Studying the Breeze
Understanding how ocean water evaporation affects radio waves may someday help advance long-distance communications across the Earth.
Researchers from The Ohio State University recently returned after a month-long scientific cruise in the Atlantic Ocean looking for such answers.
Based off the coast of North Carolina throughout the month of October, a group of five engineers from Ohio State’s ElectroScience Laboratory (ESL) worked as part of a multi-university research initiative (MURI) project called “CASPER,” or Coupled Air-Sea Processes and Electromagnetic Ducting Research. The project is coordinated through the Naval Postgraduate School in Monterey, California.
Robert Burkholder, principal investigator (PI) on the project, led a team made up of co-PI Caglar Yardim, as well as graduate research assistants Swagato Mukherjee, Jon Pozderac, Qi Wang and Luyao Xu.ESL research professor,
During the cruise, Burkholder said, the OSU team measured radio wave propagation in the marine atmospheric boundary layer, while others in the CASPER team simultaneously recorded atmospheric and oceanographic conditions.
He said the team was able to collect unprecedented new data.
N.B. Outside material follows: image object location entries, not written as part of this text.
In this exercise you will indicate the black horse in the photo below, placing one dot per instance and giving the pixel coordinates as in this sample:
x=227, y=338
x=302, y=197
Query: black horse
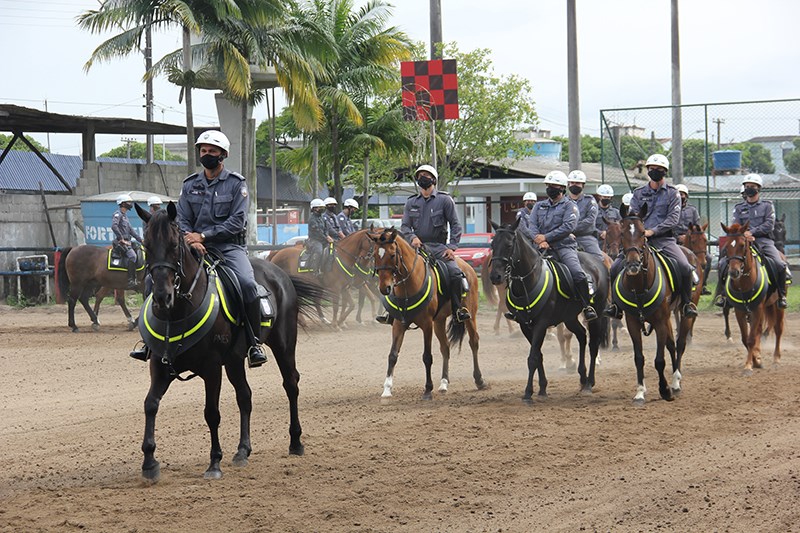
x=538, y=300
x=187, y=300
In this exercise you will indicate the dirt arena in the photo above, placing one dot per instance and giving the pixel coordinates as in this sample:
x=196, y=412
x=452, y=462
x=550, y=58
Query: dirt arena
x=723, y=457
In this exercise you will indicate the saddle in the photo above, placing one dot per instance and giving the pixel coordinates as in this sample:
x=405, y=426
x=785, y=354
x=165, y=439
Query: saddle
x=118, y=260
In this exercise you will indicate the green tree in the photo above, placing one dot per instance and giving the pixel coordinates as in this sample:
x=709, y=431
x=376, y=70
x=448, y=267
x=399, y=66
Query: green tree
x=792, y=159
x=491, y=109
x=139, y=151
x=19, y=145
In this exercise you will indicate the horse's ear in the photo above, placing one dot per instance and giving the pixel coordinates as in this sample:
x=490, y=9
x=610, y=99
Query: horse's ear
x=144, y=215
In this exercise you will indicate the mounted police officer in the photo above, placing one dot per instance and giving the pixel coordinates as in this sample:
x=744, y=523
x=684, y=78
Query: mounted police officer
x=524, y=213
x=426, y=218
x=318, y=237
x=552, y=224
x=329, y=215
x=663, y=211
x=346, y=225
x=212, y=212
x=689, y=214
x=605, y=212
x=586, y=228
x=761, y=215
x=124, y=235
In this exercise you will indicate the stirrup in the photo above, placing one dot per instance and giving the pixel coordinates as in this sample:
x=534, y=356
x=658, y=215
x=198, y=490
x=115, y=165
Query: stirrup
x=256, y=356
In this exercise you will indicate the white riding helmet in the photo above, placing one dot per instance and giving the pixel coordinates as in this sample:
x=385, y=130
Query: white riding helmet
x=556, y=177
x=577, y=176
x=626, y=198
x=658, y=160
x=427, y=168
x=605, y=190
x=124, y=198
x=753, y=178
x=215, y=138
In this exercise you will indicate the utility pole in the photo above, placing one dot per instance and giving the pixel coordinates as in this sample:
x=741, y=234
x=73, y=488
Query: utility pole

“The subsequent data analyses will improve the knowledge base for electromagnetic ducting as well as for air-sea interaction and mesoscale forecasting,” Burkholder said. “This work will lead to better predictions of ducting conditions that can affect long-distance radio frequency communications over the ocean.”
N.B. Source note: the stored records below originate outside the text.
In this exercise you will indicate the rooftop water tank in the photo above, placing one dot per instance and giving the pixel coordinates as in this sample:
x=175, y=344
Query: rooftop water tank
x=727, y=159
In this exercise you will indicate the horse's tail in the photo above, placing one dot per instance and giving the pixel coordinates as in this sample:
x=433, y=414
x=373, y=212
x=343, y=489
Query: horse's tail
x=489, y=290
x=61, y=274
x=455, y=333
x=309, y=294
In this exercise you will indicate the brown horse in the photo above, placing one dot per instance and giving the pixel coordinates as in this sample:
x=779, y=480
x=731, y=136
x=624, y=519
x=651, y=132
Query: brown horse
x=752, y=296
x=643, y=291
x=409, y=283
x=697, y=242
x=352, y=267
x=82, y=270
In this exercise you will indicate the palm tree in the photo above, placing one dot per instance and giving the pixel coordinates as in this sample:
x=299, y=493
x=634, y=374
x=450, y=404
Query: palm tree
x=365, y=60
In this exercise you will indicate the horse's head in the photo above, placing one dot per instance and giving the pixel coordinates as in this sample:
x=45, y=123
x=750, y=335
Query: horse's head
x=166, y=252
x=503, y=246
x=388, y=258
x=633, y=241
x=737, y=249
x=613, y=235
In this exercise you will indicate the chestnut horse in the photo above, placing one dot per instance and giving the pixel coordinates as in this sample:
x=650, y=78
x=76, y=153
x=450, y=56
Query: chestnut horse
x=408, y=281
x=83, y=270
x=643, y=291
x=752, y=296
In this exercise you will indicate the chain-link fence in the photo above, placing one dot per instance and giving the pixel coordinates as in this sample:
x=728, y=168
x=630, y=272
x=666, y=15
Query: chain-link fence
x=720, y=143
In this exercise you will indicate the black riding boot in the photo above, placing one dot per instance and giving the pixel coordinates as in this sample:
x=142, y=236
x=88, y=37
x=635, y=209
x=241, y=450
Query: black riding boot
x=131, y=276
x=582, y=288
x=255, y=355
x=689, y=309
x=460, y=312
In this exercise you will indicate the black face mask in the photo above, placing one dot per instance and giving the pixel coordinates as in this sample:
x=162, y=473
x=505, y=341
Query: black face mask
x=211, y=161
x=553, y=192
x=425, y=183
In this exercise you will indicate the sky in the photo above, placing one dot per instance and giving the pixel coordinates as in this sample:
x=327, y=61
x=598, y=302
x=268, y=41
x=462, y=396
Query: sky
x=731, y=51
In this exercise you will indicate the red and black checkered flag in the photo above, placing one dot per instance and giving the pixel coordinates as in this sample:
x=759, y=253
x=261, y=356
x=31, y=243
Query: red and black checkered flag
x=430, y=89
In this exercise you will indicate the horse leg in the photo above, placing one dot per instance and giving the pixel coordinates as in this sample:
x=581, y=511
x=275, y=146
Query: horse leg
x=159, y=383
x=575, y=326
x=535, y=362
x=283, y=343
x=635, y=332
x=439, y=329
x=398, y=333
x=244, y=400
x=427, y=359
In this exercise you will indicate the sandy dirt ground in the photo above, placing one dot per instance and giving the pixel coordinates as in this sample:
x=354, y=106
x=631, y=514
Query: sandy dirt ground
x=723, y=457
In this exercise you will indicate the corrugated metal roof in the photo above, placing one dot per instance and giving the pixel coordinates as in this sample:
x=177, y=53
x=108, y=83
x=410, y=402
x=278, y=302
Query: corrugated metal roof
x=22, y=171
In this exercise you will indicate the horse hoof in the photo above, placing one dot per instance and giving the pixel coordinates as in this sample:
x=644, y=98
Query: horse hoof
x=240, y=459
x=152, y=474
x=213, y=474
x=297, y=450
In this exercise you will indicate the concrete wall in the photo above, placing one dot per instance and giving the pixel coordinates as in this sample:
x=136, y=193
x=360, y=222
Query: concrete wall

Examples of mesoscale forecasting involve the study of squall lines, sea breezes or hurricanes.
“The goal of the five-year research program is to understand how radio waves are guided in the evaporation duct near the surface of the ocean, due to variations in refractive index, similar to how light waves are guided inside a fiber-optic cable,” Burkholder said.
He said the team successfully collected a unique dataset, with repeated electromagnetic links and corresponding environmental sampling, for quantifying air-sea interaction processes and electromagnetic ducting in the near shore region and over the Gulf Stream.
Xu said they divided up their time on the water.
“The experiment lasted for a whole month,” she said. “Our group of five switched for two legs, each with half a month.”